Policyholders’ Surplus
Policyholders’ surplus climbed $20.4 billion, or 3.7 percent, to $570.7 billion as of March 31, 2012, from $550.3 billion at year-end 2011. Additions to surplus in first-quarter 2012 included insurers’ $10.1 billion in net income after taxes, $13.7 billion in unrealized capital gains on investments (not included in net income), $0.3 billion in new funds paid in, and $2.7 billion in miscellaneous other changes in surplus. Those additions were partially offset by $6.5 billion in dividends to shareholders.
Insurers’ $13.7 billion in unrealized capital gains on investments in first-quarter 2012 was more than three times insurers’ $3.9 billion in unrealized capital gains in first-quarter 2011.

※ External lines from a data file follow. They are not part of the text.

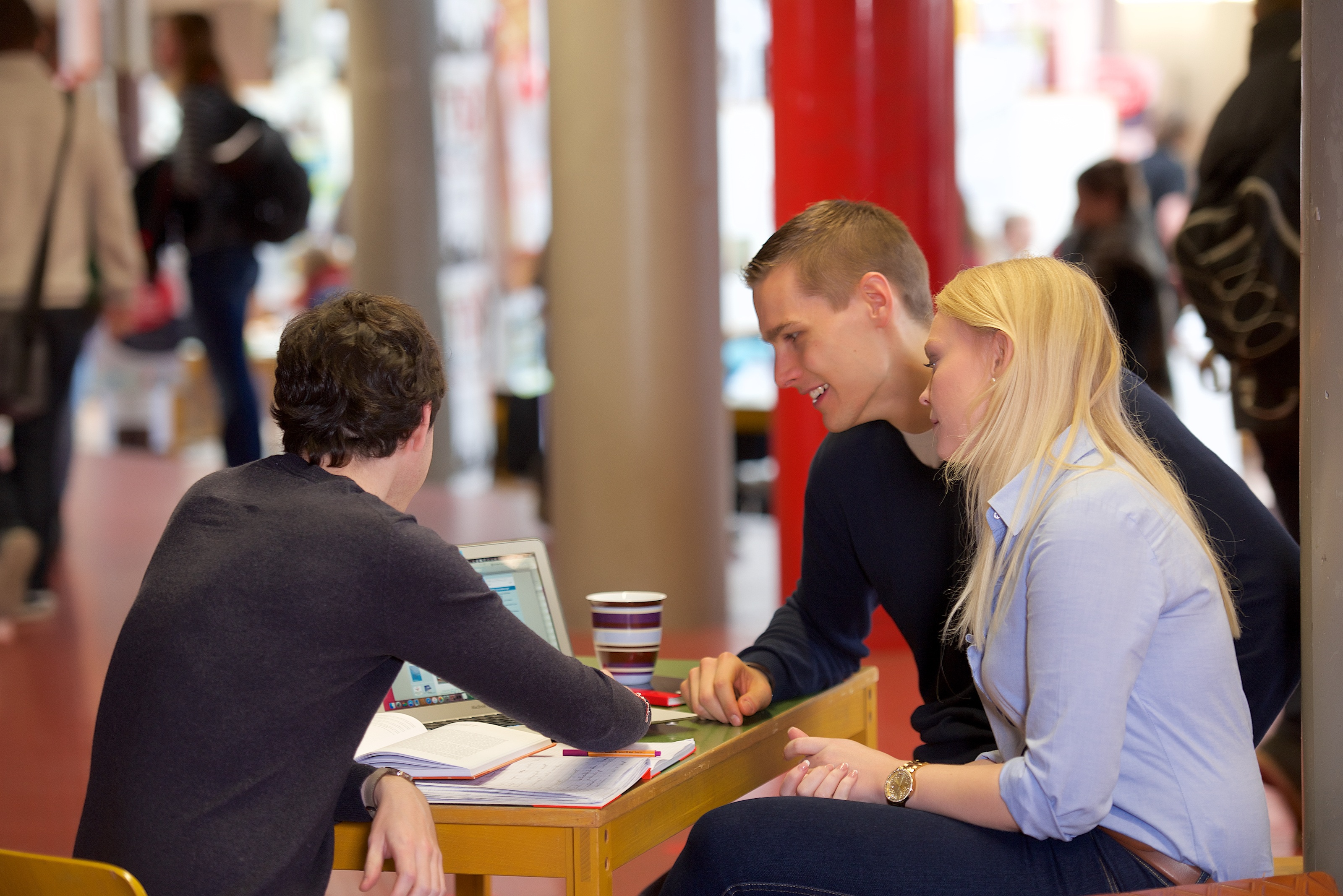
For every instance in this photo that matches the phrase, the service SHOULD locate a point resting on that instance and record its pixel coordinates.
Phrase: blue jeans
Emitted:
(806, 847)
(30, 494)
(221, 282)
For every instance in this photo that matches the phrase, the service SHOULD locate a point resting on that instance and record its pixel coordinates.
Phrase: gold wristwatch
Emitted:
(900, 784)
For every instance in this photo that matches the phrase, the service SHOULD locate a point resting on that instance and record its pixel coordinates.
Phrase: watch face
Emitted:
(899, 787)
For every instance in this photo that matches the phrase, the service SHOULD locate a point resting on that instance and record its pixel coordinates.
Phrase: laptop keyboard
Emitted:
(497, 718)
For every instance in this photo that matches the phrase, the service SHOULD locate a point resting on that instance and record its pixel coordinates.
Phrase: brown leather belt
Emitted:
(1178, 873)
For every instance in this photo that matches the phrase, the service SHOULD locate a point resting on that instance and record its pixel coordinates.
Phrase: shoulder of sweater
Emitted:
(861, 451)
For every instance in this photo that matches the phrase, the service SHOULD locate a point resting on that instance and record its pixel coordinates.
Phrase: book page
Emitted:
(387, 729)
(469, 745)
(566, 776)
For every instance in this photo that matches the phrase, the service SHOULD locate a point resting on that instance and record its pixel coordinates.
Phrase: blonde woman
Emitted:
(1099, 627)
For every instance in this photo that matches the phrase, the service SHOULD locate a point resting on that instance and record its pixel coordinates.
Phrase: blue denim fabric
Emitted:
(806, 847)
(221, 282)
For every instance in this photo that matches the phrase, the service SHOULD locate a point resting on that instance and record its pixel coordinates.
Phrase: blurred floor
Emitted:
(116, 509)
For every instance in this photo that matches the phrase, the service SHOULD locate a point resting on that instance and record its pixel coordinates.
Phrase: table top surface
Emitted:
(720, 740)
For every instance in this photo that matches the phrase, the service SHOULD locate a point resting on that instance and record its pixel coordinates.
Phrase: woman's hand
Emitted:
(837, 769)
(403, 831)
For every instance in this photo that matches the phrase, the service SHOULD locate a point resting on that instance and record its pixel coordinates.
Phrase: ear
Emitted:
(1002, 352)
(420, 438)
(879, 297)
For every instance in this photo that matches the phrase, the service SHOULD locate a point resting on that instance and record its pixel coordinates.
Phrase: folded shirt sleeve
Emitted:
(1091, 613)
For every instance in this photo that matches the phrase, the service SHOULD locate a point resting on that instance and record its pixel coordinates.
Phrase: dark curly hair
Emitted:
(353, 379)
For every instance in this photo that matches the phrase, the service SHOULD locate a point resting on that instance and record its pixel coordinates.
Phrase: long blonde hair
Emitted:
(1064, 373)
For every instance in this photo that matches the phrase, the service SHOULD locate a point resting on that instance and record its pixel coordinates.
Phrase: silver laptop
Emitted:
(520, 573)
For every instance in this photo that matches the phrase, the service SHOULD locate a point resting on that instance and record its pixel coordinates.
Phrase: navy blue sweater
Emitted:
(273, 617)
(881, 529)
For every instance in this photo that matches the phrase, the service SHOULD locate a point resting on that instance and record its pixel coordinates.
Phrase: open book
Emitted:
(453, 752)
(546, 780)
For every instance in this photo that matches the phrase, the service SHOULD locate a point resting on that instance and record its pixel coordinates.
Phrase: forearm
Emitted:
(800, 662)
(966, 793)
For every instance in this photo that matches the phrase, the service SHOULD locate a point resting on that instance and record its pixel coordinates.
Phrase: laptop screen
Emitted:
(517, 580)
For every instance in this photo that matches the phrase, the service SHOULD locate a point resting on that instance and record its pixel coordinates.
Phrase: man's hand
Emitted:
(403, 831)
(836, 768)
(726, 688)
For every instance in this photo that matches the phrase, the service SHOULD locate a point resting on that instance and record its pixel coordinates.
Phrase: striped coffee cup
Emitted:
(626, 632)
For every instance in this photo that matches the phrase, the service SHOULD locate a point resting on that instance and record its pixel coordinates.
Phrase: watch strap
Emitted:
(368, 790)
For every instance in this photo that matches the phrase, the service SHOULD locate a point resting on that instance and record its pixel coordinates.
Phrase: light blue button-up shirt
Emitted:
(1111, 683)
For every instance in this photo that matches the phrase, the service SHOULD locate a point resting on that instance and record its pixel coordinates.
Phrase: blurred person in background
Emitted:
(1111, 239)
(223, 265)
(1248, 289)
(1017, 237)
(92, 229)
(1168, 182)
(1251, 177)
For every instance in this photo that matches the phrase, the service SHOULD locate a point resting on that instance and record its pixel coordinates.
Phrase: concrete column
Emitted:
(394, 212)
(1322, 434)
(638, 443)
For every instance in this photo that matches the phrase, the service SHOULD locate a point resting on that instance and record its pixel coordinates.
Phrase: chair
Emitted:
(33, 875)
(1313, 884)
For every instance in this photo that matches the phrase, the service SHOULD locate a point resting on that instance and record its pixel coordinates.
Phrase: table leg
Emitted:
(870, 733)
(591, 875)
(473, 886)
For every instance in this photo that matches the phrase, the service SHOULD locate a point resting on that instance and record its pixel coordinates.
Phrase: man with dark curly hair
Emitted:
(214, 771)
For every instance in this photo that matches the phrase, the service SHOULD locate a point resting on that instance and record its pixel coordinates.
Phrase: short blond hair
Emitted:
(836, 242)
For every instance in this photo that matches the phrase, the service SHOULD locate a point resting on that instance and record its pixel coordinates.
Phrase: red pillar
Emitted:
(863, 109)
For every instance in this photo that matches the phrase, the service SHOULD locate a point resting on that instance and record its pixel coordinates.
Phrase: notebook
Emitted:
(452, 752)
(571, 782)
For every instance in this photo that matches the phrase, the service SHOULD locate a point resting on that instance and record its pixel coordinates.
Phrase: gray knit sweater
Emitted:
(272, 620)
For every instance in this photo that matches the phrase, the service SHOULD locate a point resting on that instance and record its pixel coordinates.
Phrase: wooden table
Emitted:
(586, 846)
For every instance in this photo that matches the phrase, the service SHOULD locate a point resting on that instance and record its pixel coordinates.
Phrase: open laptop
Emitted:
(520, 573)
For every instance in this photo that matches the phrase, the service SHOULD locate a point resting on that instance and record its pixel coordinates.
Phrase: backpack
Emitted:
(272, 188)
(1240, 262)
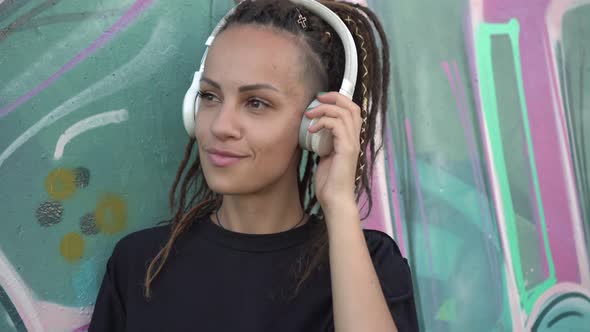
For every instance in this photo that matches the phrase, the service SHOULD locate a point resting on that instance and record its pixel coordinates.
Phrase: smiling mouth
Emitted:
(221, 160)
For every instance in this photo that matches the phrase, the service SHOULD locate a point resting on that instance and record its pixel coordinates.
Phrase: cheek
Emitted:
(278, 139)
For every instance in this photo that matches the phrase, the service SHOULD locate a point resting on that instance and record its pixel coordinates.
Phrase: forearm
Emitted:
(358, 300)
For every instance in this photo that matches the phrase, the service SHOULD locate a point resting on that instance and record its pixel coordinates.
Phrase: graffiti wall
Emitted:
(483, 181)
(485, 168)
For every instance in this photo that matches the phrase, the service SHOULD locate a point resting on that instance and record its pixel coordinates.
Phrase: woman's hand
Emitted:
(335, 175)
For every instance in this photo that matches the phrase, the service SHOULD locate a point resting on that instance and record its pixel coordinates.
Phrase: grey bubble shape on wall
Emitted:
(88, 224)
(82, 177)
(49, 213)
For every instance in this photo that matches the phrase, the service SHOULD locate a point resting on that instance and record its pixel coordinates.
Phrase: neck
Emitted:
(272, 210)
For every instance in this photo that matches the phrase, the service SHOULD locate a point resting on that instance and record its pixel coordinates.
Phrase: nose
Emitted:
(226, 122)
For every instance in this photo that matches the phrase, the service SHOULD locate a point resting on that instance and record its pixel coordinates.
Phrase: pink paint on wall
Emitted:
(538, 92)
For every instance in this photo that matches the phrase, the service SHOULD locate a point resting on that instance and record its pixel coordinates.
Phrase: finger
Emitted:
(333, 111)
(342, 137)
(338, 99)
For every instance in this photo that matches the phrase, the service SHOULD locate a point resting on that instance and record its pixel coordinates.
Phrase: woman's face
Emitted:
(253, 94)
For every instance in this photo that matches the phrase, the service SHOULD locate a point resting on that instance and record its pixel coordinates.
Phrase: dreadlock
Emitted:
(325, 63)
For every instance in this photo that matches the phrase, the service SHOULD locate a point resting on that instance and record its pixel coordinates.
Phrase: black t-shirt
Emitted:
(220, 280)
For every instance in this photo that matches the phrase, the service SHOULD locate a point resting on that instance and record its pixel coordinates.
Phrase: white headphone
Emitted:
(319, 142)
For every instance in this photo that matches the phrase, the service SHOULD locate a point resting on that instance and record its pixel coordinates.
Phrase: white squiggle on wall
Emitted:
(147, 61)
(95, 121)
(554, 20)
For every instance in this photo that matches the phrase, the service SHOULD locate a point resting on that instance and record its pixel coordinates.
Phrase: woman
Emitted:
(265, 236)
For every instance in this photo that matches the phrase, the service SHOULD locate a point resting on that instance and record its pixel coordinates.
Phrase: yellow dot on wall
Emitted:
(60, 183)
(111, 214)
(72, 247)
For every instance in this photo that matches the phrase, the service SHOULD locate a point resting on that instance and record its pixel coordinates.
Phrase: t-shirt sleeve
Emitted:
(396, 279)
(109, 311)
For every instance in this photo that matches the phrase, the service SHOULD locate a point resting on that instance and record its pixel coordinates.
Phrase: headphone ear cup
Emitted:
(190, 105)
(320, 142)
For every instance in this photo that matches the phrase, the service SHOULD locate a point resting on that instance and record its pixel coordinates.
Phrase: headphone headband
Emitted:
(351, 61)
(350, 66)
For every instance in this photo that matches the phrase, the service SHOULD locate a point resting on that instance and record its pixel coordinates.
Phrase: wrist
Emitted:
(340, 211)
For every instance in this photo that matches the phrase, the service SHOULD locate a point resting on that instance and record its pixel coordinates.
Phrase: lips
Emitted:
(221, 158)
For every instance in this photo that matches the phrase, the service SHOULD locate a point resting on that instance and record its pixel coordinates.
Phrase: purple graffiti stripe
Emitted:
(414, 162)
(83, 328)
(539, 84)
(395, 191)
(137, 8)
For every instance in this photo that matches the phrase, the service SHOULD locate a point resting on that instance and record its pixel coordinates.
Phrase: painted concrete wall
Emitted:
(483, 182)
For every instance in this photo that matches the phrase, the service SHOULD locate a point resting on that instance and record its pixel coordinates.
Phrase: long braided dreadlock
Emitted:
(327, 51)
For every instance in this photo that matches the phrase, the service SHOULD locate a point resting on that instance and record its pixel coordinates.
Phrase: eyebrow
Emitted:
(243, 88)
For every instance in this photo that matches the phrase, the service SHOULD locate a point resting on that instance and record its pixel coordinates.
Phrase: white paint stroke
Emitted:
(95, 121)
(517, 320)
(554, 20)
(146, 62)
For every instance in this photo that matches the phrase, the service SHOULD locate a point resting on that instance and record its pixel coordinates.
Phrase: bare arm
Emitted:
(358, 300)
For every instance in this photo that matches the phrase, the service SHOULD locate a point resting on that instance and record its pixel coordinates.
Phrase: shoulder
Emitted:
(380, 243)
(391, 267)
(142, 243)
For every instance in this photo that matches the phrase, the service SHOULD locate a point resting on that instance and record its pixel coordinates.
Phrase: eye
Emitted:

The $0.3 billion in new funds paid in during first-quarter 2012 was down from $1.5 billion in first-quarter 2011.
The $2.7 billion in miscellaneous additions to surplus in first-quarter 2012 compares with $0.2 billion in miscellaneous charges against surplus in first-quarter 2011.
Dividends to shareholders rose to $6.5 billion in first-quarter 2012 from $5.7 billion in first-quarter 2011.
Mortgage and financial guaranty insurers’ surplus fell to $11.1 billion as of March 31, 2012, from $11.4 billion at year-end 2011. Excluding mortgage and financial guaranty insurers, industry surplus increased $20.7 billion to $559.6 billion as of March 31, 2012, from $538.9 billion as of December 31, 2011.
Because the state insurance guaranty fund system does not protect those with mortgage or financial guaranty insurance claims in the event of insolvency, payouts on claims against individual mortgage and financial guaranty insurers are essentially limited by each mortgage and financial guaranty insurer’s own ability to pay. For this reason, ISO edited the data for some individual mortgage and financial guaranty insurers to eliminate liabilities in excess of their assets, restating surplus for the insurance industry overall and the mortgage and financial guaranty insurance sector in a manner that more correctly reflects the sector’s ability to absorb new losses.
“Using 12-month trailing premiums, the premium-to-surplus ratio as of March 31, 2012, was 0.77 — only slightly higher than the record-low 0.76 for full-year 2010 based on annual data extending back to 1959 and only a little more than half the 1.48 average premium-to-surplus ratio for the 53 years from 1959 to 2011. Similarly, the ratio of loss and loss adjustment expense reserves to surplus as of March 31, 2012, was 1.00 — far below the 1.41 average LLAE-reserves-to-surplus ratio for the past 53 years,” said Murray. “To the extent that these leverage ratios shed light on the amount of risk supported by each dollar of surplus, insurers appear to be extremely well capitalized at this point. To the extent that these same leverage ratios shed light on insurers’ capacity utilization, they also suggest that excess capacity in competitive markets may continue to limit rate increases and premium growth absent a significant capital event such as a major catastrophe or downturn in financial markets.”